Dieses BAG-Urteil schafft Klarheit: Arbeitgeber müssen in den ersten sechs Monaten keine formalisierten Präventionsmaßnahmen nach SGB IX ergreifen, bevor sie kündigen – die Probezeitkündigung eines schwerbehinderten Menschen ist nicht allein deswegen unwirksam, weil kein Präventionsverfahren durchgeführt wurde. Gleichzeitig erinnert die Entscheidung aber beide Seiten daran, dass die Probezeit für schwerbehinderte Beschäftigte eine Phase mit begrenztem Schutz ist.

Arbeitgeber können sich darauf verlassen, nicht durch Verfahrensfehler (unterlassenes Präventionsgespräch) frühzeitig in Kündigungsstreitigkeiten zu geraten, sollten aber trotzdem verantwortungsvoll handeln. Wer bereits in der Probezeit bemerkt, dass es behinderungsbedingte Leistungsprobleme gibt, tut gut daran, gemeinsam mit dem Mitarbeiter nach Lösungen zu suchen – nicht aus Zwang, sondern aus Fairness und zur Risikominimierung.

Arbeitnehmer wiederum müssen wissen, dass sie in der Anfangszeit selbst aktiv werden müssen, um ihren Arbeitsplatz zu sichern. Offenheit über benötigte Unterstützungen, Eigeninitiative und ggf. frühzeitige Hilfe von Stellen wie dem Integrationsamt können ausschlaggebend sein. Denn der formale Rechtsrahmen bietet in den ersten sechs Monaten nur eingeschränkten Halt.

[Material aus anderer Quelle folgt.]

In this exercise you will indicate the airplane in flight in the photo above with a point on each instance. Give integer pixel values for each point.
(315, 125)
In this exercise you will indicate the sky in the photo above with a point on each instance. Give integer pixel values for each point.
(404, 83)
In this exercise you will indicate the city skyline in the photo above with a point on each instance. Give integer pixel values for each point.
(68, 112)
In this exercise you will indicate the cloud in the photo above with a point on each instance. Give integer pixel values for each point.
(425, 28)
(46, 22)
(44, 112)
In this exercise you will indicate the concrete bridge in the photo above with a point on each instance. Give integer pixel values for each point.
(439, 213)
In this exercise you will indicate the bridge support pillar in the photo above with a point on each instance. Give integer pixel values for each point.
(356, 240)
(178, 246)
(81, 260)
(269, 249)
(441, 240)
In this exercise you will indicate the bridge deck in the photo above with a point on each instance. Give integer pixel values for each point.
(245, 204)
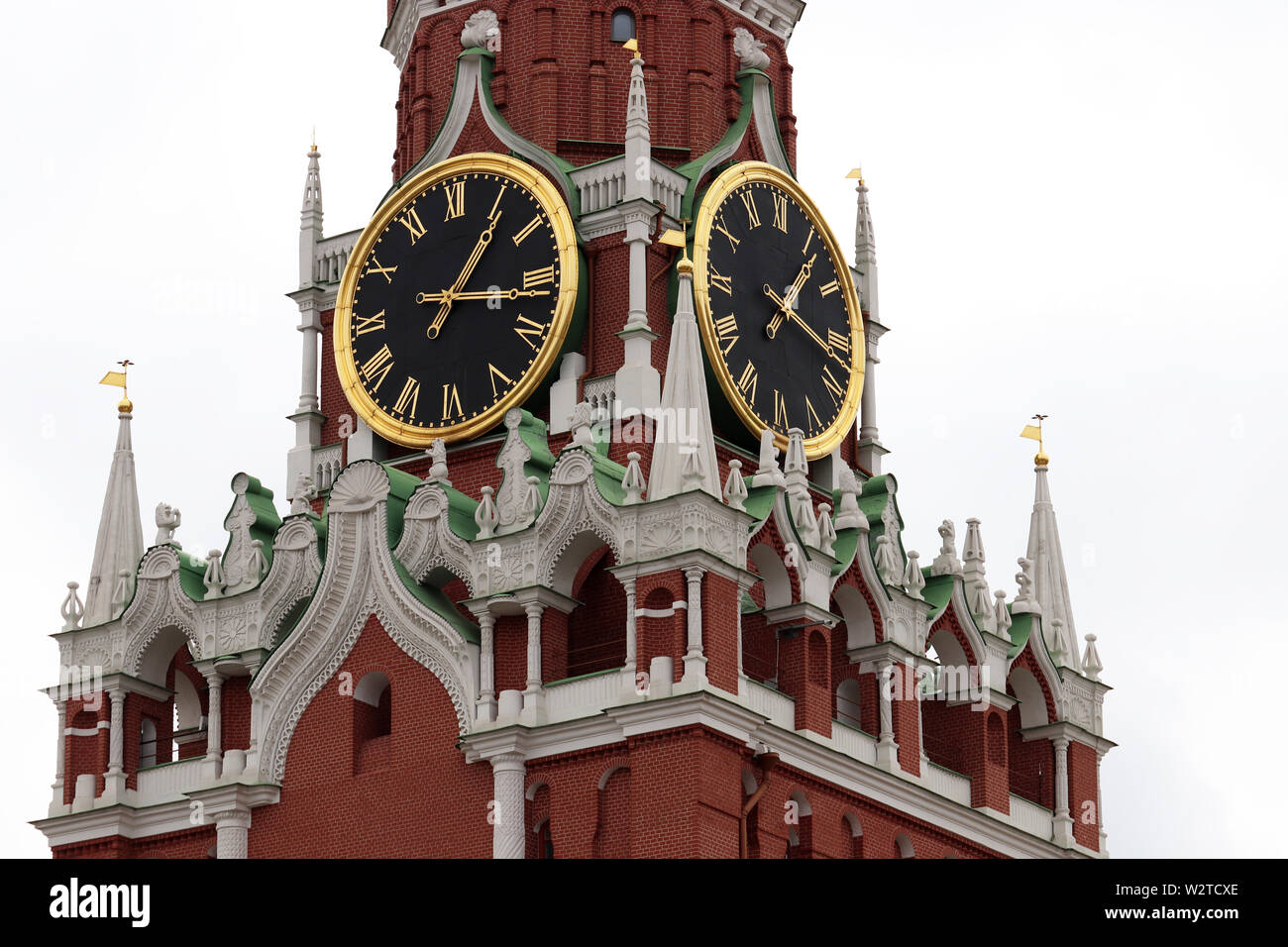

Insgesamt bestätigt das BAG seine bisherige Linie und vermeidet eine Ausweitung des Kündigungsschutzes durch die Hintertür. Für Arbeitnehmer und Arbeitgeber bedeutet dies Rechtssicherheit: Die Spielregeln in der Probezeit bleiben, wie sie sind. Im Konfliktfall kommt es – wie dieses Urteil zeigt – entscheidend darauf an, ob eine Kündigung sachlich begründet und nicht durch die Behinderung motiviert ist. Ist das gegeben, wird eine Probezeitkündigung auch vor Gericht Bestand haben. Dennoch bleibt es im Interesse aller Beteiligten, Probleme frühzeitig anzupacken, um eine kündigungsvorbeugende Lösung zu finden, bevor es zum Äußersten kommt. So lässt sich der Geist des Präventionsgedankens umsetzen, auch wenn der Buchstabe des Gesetzes dies in der Probezeit (noch) nicht zwingend vorschreibt.